Enhancing State Advocacy Efforts, A Win-Win for the ALS Community


In the wise words of Louis D. Brandeis, Associate Justice of the Supreme Court of the United States, “States are the laboratories of democracy,” and enhancing our advocacy efforts on the state and local level is key to empowering people living with ALS and their families to fight for better public policies in their community.

The ALS Association established a nationwide state policy and advocacy department committed to making that happen. Since January 1, the Association has taken a position on 215 bills in state legislatures across the country. Each bill falls under one of the Association’s public policy priorities, which are aligned at the federal and state level.

“We are focused on educating and mobilizing the more than 7,000 state legislators holding office today, in addition to state regulators and governors’ offices. Our goal is to drive change centered on the needs of people living with ALS and their loved ones wherever they live,” said Kara Nett Hinkley, vice president of state policy at The ALS Association.

One such bill is the Genetic Testing Protection Act 2023, bipartisan legislation that would prohibit companies that provide life insurance and disability insurance from using the results of genetic testing to deny coverage or engage in pricing discrimination. Association leaders joined ALS advocates recently, testifying in front of the Maryland General Assembly showing support for its passage.
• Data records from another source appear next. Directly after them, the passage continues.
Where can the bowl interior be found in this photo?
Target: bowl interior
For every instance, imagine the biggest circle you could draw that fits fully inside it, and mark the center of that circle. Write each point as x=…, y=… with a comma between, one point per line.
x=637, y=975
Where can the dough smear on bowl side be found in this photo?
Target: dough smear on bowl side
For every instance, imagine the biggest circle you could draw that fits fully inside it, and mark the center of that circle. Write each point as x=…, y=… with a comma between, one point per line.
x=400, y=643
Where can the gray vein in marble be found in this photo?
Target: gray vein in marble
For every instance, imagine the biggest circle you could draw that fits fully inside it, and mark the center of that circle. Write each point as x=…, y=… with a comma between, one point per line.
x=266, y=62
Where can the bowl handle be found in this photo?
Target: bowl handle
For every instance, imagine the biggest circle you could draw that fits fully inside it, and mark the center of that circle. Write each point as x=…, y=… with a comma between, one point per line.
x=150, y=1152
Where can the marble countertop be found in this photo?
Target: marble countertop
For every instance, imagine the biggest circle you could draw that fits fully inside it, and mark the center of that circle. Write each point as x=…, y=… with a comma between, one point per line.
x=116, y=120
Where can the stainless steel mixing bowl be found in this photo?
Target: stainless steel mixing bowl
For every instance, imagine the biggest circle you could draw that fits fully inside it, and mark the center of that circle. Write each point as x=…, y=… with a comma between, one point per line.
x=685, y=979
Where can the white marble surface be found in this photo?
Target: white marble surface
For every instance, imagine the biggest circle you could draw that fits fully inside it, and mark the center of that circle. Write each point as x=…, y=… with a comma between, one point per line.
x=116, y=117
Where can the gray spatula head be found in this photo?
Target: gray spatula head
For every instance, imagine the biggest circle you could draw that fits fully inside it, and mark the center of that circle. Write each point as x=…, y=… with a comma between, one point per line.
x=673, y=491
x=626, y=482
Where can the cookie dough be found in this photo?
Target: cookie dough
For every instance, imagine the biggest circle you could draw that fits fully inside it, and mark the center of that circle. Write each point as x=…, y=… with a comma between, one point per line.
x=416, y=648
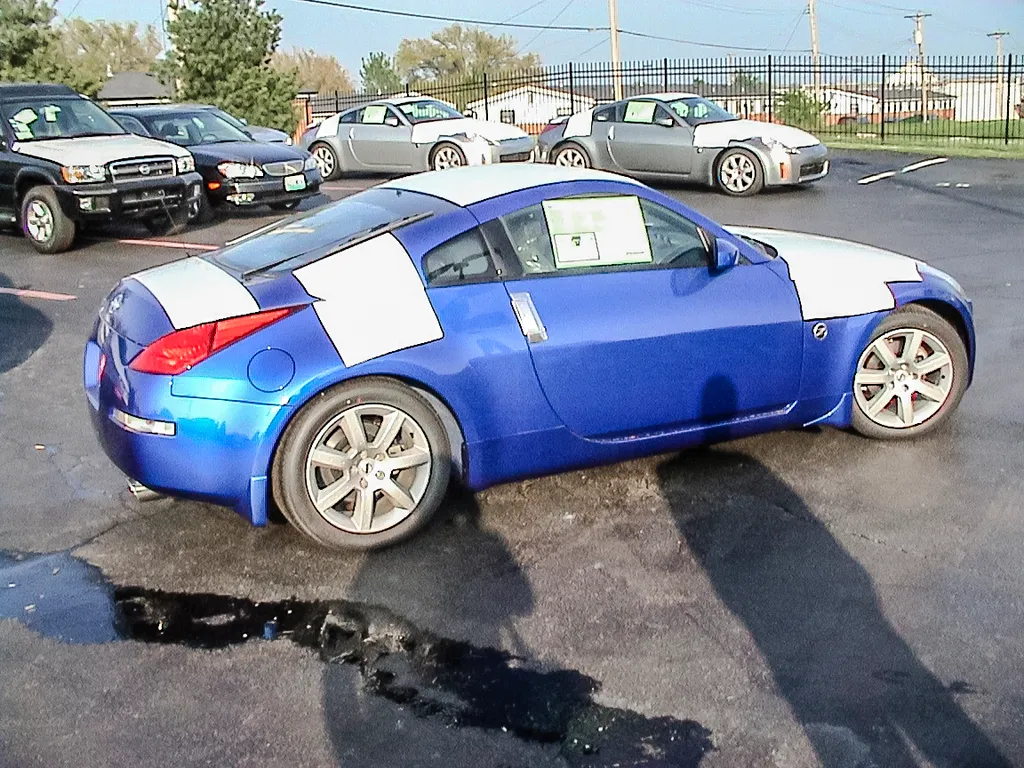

I just felt like it was important if I could put a face on the disease. My other two sisters that are gone worked really hard at fighting the disease, and I felt like this might be something that I could do that would help other people.”
Teri Knowles

John and Teri Knowles joined the team in Maryland, as they know first-hand just how important this legislation is for the ALS community. John’s wife Teri is living with familial ALS, the disease that has taken two of her sisters, including her identical twin.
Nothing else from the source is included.